How to feed or mask missing data to RNN, LSTM, and GRU with pytorch?

35 views Asked by At

I have a dataset that contain ~10% of random missing values.The data consist of repeated measures determined by the variable DIM, where each row is one day of data for an individual, each individual has data from DIM=3 to 21-28, also the variable parity that could take value 1 or 2, and the target (label_train, label_val) is binary. I in order to run the RNN, LSTM, adn GRU I had to fill the missing points, I did a data inputation with the mean of the features (sensor data for daily physical activity, and other continuos parameters), calculated by day and parity. Now I would like to NOT do the data inputation, and train the models with the missing data, since in real life missing data is very common, so either ignore the specific datapint or lear, but I would like to feed them without doing a data imputation or interpolation, etc. I have tried masking the missing values without success so far.

I'm working in a JupyterLab notebook.

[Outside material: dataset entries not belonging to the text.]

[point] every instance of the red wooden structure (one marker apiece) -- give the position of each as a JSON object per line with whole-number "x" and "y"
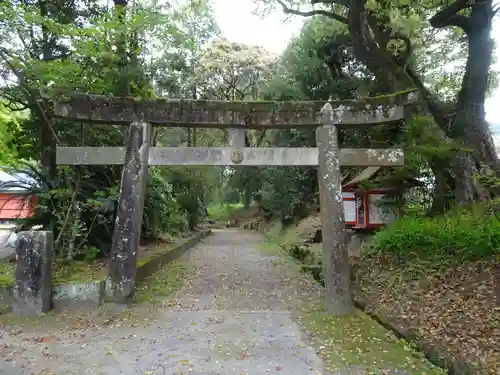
{"x": 362, "y": 209}
{"x": 15, "y": 203}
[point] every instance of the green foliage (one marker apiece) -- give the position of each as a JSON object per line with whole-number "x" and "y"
{"x": 463, "y": 234}
{"x": 9, "y": 129}
{"x": 162, "y": 212}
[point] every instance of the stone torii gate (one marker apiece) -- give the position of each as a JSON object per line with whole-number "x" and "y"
{"x": 137, "y": 155}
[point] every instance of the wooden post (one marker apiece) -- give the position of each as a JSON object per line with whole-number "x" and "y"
{"x": 336, "y": 269}
{"x": 127, "y": 231}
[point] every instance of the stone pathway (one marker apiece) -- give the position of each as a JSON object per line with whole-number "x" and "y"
{"x": 232, "y": 318}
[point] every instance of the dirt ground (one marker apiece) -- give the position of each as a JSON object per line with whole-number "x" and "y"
{"x": 243, "y": 311}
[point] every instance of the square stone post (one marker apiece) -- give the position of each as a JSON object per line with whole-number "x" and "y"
{"x": 33, "y": 277}
{"x": 336, "y": 268}
{"x": 127, "y": 231}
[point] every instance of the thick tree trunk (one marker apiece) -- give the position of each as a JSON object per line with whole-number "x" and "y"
{"x": 468, "y": 124}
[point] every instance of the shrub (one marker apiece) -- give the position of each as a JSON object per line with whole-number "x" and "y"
{"x": 463, "y": 234}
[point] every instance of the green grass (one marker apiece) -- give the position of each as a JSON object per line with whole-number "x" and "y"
{"x": 64, "y": 272}
{"x": 225, "y": 212}
{"x": 464, "y": 234}
{"x": 350, "y": 341}
{"x": 357, "y": 340}
{"x": 164, "y": 282}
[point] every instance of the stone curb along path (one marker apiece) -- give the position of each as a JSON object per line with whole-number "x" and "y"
{"x": 92, "y": 293}
{"x": 232, "y": 317}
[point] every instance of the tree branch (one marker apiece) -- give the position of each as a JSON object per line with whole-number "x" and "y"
{"x": 449, "y": 16}
{"x": 30, "y": 96}
{"x": 317, "y": 12}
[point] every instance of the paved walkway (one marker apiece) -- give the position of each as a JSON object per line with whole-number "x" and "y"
{"x": 232, "y": 318}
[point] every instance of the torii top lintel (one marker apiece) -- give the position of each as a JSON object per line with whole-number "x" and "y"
{"x": 231, "y": 114}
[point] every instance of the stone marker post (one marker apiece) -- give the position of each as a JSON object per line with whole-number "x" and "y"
{"x": 336, "y": 269}
{"x": 33, "y": 277}
{"x": 127, "y": 232}
{"x": 236, "y": 117}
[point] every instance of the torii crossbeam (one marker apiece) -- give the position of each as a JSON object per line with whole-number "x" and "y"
{"x": 236, "y": 116}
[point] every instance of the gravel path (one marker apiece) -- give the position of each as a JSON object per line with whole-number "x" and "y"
{"x": 231, "y": 318}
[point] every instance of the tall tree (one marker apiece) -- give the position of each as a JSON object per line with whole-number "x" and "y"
{"x": 384, "y": 35}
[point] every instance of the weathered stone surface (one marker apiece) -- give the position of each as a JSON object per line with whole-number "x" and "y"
{"x": 127, "y": 231}
{"x": 196, "y": 156}
{"x": 243, "y": 114}
{"x": 337, "y": 273}
{"x": 78, "y": 295}
{"x": 33, "y": 276}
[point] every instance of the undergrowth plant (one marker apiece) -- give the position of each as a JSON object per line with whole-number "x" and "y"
{"x": 465, "y": 233}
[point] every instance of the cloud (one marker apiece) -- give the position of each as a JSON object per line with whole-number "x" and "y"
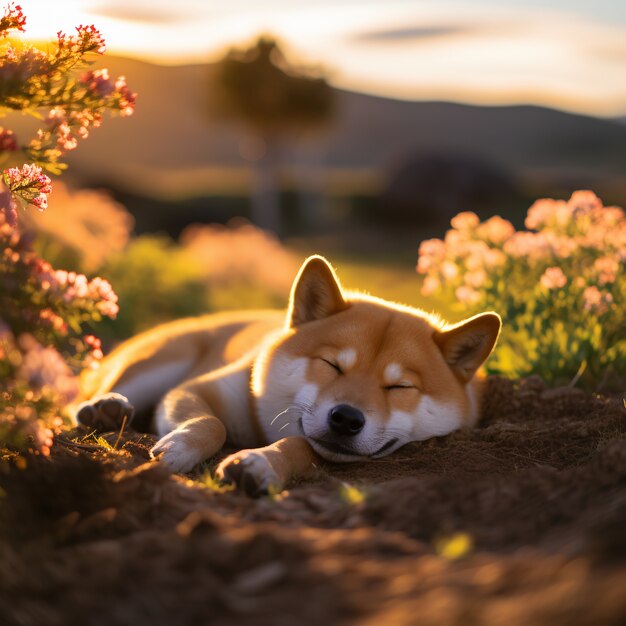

Dataset is as follows:

Column A Column B Column C Column D Column E Column F DIM Parity
NaN 68.70 5.68 284.0 2.02 55.1 3.0 2
376.6 73.05 NaN 272.0 1.72 54.4 4.0 2
301.5 NaN 5.11 187.0 NaN NaN 5.0 2
333.0 82.48 5.13 NaN 1.87 67.2 6.0 2
321.5 NaN 5.01 487.0 1.78 NaN 7.0 2
295.5 85.73 NaN 680.0 NaN 60.3 8.0 2

My code so far is:

# Convert data to PyTorch tensors
X_train_tensor = torch.tensor(data_train_pd.values, dtype=torch.float32)
y_train_tensor = torch.tensor(label_train_pd.values, dtype=torch.float32).unsqueeze(1)  # Add a singleton dimension for compatibility

X_val_tensor = torch.tensor(data_val_pd.values, dtype=torch.float32)
y_val_tensor = torch.tensor(label_val_pd.values, dtype=torch.float32).unsqueeze(1)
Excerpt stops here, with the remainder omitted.